The recent freeing of Clara Rojas and Consuelo González in Colombia has been welcomed by a World Council of Churches' spokesperson as a sign of hope that non-violence and justice is still possible in the troubled country.

The release of the two guerilla hostages, partly at the instigation of controversial Venezuelan President Hugo Chávez "is a sign of hope that shows that a negotiated solution to the situation in Colombia is possible", said the Rev Elenora Giddings Ivory, director of the WCC programme on Public witness: addressing power and affirming peace yesterday.

Expressing joy at the liberation of the two women held hostage by the Revolutionary Armed Forces of Colombia (FARC) for about six years, Giddings Ivory congratulated the mediators and called on the Colombian government and the FARC "to look for peaceful ways of ending the long lasting violent conflict".

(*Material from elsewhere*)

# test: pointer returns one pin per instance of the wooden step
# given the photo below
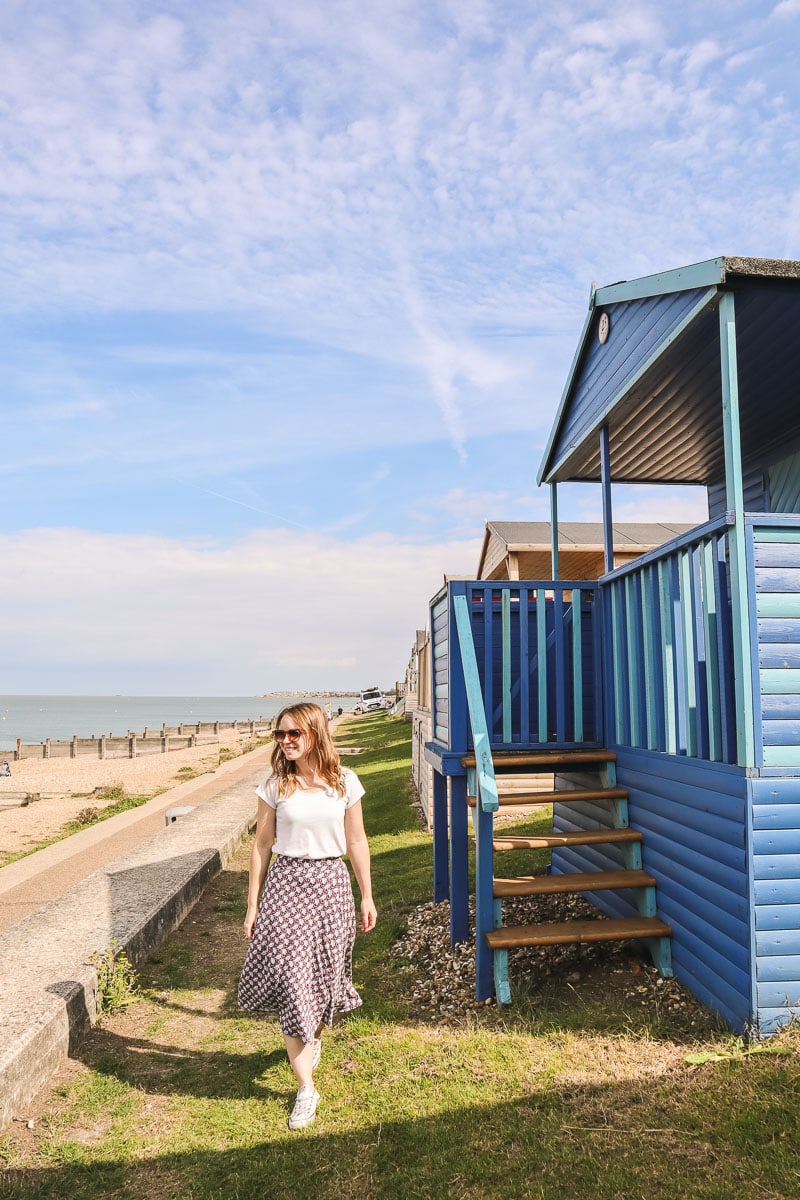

Ms Giddings Ivory pointed out that it was a conflict in which "civil society has suffered the most", with hundred of civilians "victimized by the ongoing military operations".

She also affirmed that a "humanitarian agreement is still possible and urgent to put an end to the hostage situation". Several hundreds of people are believed to be held hostages by the FARC.

Rosa and her family are among the internally displaced people in Colombia who have been assisted in rebuilding their lives by members of Action by Churches Together (ACT) International.